“This isn’t you”
You say these words,
Throwing your hands in a grand gesture
As if saying them will put me back into the box you labeled me in your mind with,
“No,
This is the parts of me you tried to hide,
The ones you molded and broke and shattered,
Like my dorky smile, my long hair,
My sensitivity,
You want to talk about things that are not me?
That girl who cut her hair and curses like a sailor. The girl who didn’t give a fuck and towered over her insecurity,
The girl who stood like a mountain and cares what people think,
What wasn’t me was the bits and pieces of yourself you glued to my personality,
As if making me like you would save “us”
Maybe it was because you’re so narcissistic,
But honey,
There is no us.
Not anymore,
Maybe there never was: there was you and a girl who was vulnerable and needed you to make her strong,
Who loves you entirely and can’t see past the gaslight,
But honestly I don’t like that girl. She’s a bitch just like you.
She fell in love with your pain and you fell in love with making her some of her own.
Did you know because of you, she can’t say I love you without throwing up in the day?

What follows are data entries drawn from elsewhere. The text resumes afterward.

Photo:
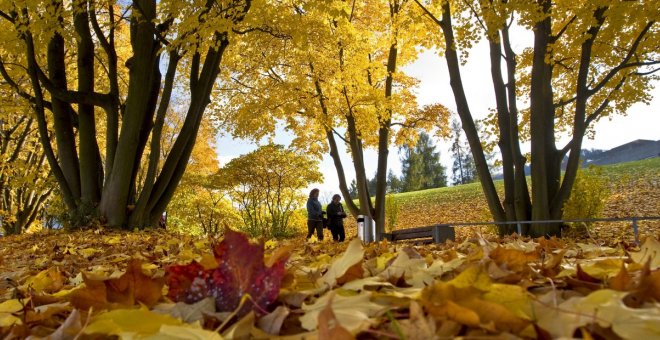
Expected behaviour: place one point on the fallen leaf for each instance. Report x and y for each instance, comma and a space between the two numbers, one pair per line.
329, 327
188, 313
129, 323
271, 323
352, 312
418, 326
650, 250
350, 262
240, 271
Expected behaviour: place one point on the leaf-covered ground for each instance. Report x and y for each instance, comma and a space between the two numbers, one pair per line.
98, 284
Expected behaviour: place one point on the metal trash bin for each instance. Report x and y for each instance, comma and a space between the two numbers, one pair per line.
366, 228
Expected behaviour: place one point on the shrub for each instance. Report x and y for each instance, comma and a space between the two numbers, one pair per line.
392, 210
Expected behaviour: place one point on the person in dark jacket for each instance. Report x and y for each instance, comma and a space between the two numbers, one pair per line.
314, 215
336, 217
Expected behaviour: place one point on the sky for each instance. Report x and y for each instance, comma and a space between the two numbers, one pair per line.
641, 122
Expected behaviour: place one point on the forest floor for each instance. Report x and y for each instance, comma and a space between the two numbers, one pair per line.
161, 285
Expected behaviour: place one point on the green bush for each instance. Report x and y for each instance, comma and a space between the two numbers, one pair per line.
588, 196
391, 212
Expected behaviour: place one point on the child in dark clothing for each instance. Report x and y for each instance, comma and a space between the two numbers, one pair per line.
314, 215
336, 217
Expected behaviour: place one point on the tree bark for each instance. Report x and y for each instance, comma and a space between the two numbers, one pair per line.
469, 127
543, 151
117, 188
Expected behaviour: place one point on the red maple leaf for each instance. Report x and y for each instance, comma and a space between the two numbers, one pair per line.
241, 270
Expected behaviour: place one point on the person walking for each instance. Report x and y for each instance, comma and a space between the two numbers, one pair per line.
314, 215
336, 217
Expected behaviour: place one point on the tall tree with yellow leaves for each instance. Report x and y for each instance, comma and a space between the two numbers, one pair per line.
589, 60
331, 73
25, 181
185, 37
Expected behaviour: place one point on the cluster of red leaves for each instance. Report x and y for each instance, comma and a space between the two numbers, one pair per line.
240, 271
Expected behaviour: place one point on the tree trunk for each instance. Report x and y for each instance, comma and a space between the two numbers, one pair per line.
117, 187
334, 150
91, 171
543, 151
384, 141
467, 122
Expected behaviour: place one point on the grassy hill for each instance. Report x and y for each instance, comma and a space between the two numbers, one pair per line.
634, 191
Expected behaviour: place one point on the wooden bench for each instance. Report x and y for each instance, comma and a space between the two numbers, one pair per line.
438, 233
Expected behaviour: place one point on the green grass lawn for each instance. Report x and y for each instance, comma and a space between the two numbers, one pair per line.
634, 191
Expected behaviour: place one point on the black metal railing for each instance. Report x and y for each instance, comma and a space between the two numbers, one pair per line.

Did you know kisses feel like poison
and all of your music sounds like internal bruising and she doesn’t dance to that anymore.
Did you know that you fell in love with a lie?
A girl who melted into your every command like a dog on a leash.
But darling I’m not your puppy anymore. I realized how much I hated myself because of how much I reminded myself of you,
Little habits, like the way I tie my shoes or sneeze, the way I dress,
I can’t look at myself in the mirror that often
But it’s okay, because I’m taking steps,
I will be okay again,
So don’t tell me “this isn’t you”
Because if you thought
That everything you made me
Everything you did to me
Was me,
You told me one truth in our entire relationship,
And it was that you never really loved me.